- Liberation of Jurf Al-Sakhar: Part of War in Iraq and the Iranian-led intervention in Iraq (2014–present)
| Date | 24–26 October 2014 (2 days) |
| Location | Jurf Al Sakhar, Babil Governorate, Iraq |
| Result | Iraqi victory |
| Territorial changes | The Babil Governorate is liberated from IS control |

Belligerents
- Iraq Iraqi Security Forces; Shia militias; Iran Hezbollah: Islamic State

Commanders and leaders
- Hadi al-Amiri Maj. Gen. Qasem Soleimani Brig. Gen. Hamid Taqavi: Unknown

Units involved
- Iraqi Security Forces Army; Air Force; Federal Police; ; Shia militias Asa'ib Ahl al-Haq; Badr Brigades; Kata'ib Hezbollah; Kata'ib Jund al-Imam; Other unnamed groups; ; Islamic Revolutionary Guard Corps Quds Force; ;: Military of the Islamic State;

Strength
- Iraqi Army & Shiite militia: 7,000 Unknown number of others: Unknown

Casualties and losses
- Unknown: 498 killed 100+ IEDs defused

= Liberation of Jurf Al Sakhar =

2014 siege in Iraq

Liberation of Jurf Al Sakhar, codenamed Operation Ashura (عملية عاشوراء), was a two-day military operation by Iraqi government forces and Iranian-backed PMU forces beginning on 24 October 2014, aimed at retaking the strategic city of Jurf Al Sakhar near Baghdad from IS.
The operation was mainly aimed at preventing IS militants from reaching the holy cities of Karbala and Najaf, where IS threatened to carry out attacks against the millions of Shia visitors commemorating the Day of Ashura.

==Background==
Jurf Al Sakhar is a strategic town 50 kilometres south of the Iraqi capital. It is part of a predominantly Sunni ribbon that runs just south of Baghdad.

In 2014 Jurf Al Sakhar was captured by the Islamic State terrorist organization.

The town lies on a road usually taken by millions of Shia Muslim pilgrims who will be heading in droves to the holy Shia city of Karbala in the Day of Ashura in the holy month of Muharram in order to commemorate the death of Muhammad's grandson, Imam Hussein—one of the most revered figures in Shiite Islam. The Islamic State, which considers Shias apostates, was expected to attempt to target the observances.

According to Iraqi security officials, Jurf Al Sakhar "presents a specific danger to Karbala" and clearing the area is a key priority ahead of Ashura.

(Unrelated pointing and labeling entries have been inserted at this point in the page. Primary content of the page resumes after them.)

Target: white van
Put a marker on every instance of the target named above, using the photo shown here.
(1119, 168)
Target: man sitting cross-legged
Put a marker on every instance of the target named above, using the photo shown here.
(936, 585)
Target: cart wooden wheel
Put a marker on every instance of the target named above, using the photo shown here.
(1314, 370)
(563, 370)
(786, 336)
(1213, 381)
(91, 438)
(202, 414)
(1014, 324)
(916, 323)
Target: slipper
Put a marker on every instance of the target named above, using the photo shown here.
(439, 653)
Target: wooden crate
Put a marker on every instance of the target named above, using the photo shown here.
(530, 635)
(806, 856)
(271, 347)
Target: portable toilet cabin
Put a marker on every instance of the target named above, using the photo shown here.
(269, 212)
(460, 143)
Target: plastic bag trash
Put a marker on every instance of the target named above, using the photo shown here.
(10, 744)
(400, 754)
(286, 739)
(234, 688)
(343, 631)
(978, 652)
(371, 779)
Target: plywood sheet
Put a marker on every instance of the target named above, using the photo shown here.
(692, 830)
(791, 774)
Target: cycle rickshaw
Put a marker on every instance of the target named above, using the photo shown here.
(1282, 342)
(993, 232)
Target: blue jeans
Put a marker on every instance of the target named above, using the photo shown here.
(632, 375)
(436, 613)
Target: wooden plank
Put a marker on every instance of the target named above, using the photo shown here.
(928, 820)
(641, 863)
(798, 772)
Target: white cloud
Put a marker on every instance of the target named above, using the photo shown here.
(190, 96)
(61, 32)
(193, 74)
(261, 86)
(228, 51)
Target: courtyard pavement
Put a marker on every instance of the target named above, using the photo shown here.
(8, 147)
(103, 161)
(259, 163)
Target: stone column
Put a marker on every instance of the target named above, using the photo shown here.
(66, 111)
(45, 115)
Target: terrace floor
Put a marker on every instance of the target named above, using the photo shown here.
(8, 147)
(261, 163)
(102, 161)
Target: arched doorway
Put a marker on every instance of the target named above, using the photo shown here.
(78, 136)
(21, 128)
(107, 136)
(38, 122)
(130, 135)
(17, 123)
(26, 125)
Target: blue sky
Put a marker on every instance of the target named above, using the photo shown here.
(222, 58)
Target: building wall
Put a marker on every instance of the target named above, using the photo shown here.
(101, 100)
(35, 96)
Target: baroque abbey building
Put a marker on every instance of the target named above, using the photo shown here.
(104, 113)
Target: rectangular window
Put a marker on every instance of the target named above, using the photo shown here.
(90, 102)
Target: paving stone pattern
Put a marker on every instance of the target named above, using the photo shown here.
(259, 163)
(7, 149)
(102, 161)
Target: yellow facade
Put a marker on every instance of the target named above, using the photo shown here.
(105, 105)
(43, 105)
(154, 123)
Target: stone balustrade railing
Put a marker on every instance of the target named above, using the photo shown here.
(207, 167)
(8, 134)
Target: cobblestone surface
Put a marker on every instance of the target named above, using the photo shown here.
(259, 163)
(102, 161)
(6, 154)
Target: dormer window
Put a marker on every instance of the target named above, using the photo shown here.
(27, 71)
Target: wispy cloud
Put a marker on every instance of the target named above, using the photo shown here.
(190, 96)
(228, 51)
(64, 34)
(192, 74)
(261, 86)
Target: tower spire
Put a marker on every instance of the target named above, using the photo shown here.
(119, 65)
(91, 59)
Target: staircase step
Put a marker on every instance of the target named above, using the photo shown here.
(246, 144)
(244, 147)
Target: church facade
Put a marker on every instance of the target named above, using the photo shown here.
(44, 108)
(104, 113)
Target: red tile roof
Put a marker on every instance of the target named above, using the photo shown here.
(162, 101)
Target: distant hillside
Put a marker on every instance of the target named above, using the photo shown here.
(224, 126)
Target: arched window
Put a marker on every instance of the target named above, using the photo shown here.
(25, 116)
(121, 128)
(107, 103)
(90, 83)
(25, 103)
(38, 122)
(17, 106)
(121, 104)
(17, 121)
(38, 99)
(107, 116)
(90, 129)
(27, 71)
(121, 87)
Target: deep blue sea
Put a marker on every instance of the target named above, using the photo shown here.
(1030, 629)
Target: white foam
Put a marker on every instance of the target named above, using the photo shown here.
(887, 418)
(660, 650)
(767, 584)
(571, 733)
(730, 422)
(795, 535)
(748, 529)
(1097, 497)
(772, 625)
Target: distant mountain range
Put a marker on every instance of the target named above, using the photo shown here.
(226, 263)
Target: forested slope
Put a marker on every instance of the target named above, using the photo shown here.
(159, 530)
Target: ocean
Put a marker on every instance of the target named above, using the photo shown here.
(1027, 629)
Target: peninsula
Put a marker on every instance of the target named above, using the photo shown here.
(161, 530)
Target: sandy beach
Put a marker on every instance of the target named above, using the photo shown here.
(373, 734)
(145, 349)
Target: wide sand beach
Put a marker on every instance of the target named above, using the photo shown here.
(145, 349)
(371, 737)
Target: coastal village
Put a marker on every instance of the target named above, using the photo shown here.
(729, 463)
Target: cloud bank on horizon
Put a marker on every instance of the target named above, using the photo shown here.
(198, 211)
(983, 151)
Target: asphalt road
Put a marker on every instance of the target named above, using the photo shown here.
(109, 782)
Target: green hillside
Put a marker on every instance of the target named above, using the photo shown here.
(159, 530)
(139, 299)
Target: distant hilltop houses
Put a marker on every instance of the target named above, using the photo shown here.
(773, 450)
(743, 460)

Five car bombings in the holy city of Karbala in the week preceding the operation added to its urgency.

==Operation==

On 24 October 2014 the operation was launched in the area by the Iraqi government forces and Iranian-backed Shia militias and volunteers caused the liberation of the city.

Badr Brigade commander Hadi al-Amiri claimed to have led the operation in tandem with the country's new interior minister, who is a member of his party. Unverified pictures circulated online showed Hadi al-Amiri with Qasem Soleimani, the commander of Iran's elite Quds Force, during the operation. An Iraqi security official and a militia fighter also claimed that Soleimani was present on the battlefield. There have been claims about presence of Iranian forces in the operation. According to a commander of the Shia militia group Kata'ib Hezbollah, there were no Iranian forces, "but if there was a presence of some individuals, it was all officially coordinated".
A commander said that Suleimani planned the operation "three months ago".

According to Iraqi security officials, 498 IS militants were killed during the operation. 35 of whom were from Saudi Arabia, 30 from Chechnya, and 24 from Syria. 60 of them were snipers or gunman and 29 others were suicide bombers.

On 29 October the Babil Government decided to lock the whole of Jurf Al Sakhar down to the area's displaced people for 8 months, so that to remove the numerous IEDs and clear the houses from bombs that has been placed by IS.
Some 100 explosive devices, left by insurgents as they retreated from Jurf al-Sakhar region, were defused and detonated by Iraqi forces.

Babylon Provincial Council announced that the name of Jurf al-Sakhar (جرف الصخر, meaning "rocky bank") was changed into Jurf al-Nasr (جرف النصر, meaning "victory bank").

==Reactions==
- Iraq – Prime Minister Haider al-Abadi praised Iraq's "hero forces" for delivering a "fatal blow" against the Islamic State.
- Iran – Deputy Foreign Minister for Afro-Arab Affairs Hossein Amirabdollahian congratulated the "Iraqi government and nation on liberation of Jurf Al Sakhar region".

==In media==
On 5 March 2015, Iranian TV channel IRIB 1 broadcast a documentary titled Jurf Al Sakhar (جرف الصخر), directed by Morteza Shaabani and filmed by Mostafa Seyfi during the Operation Ashura, depicting the Iranian-backed Shia militia fighting IS and liberating the Jurf Al Sakhar region.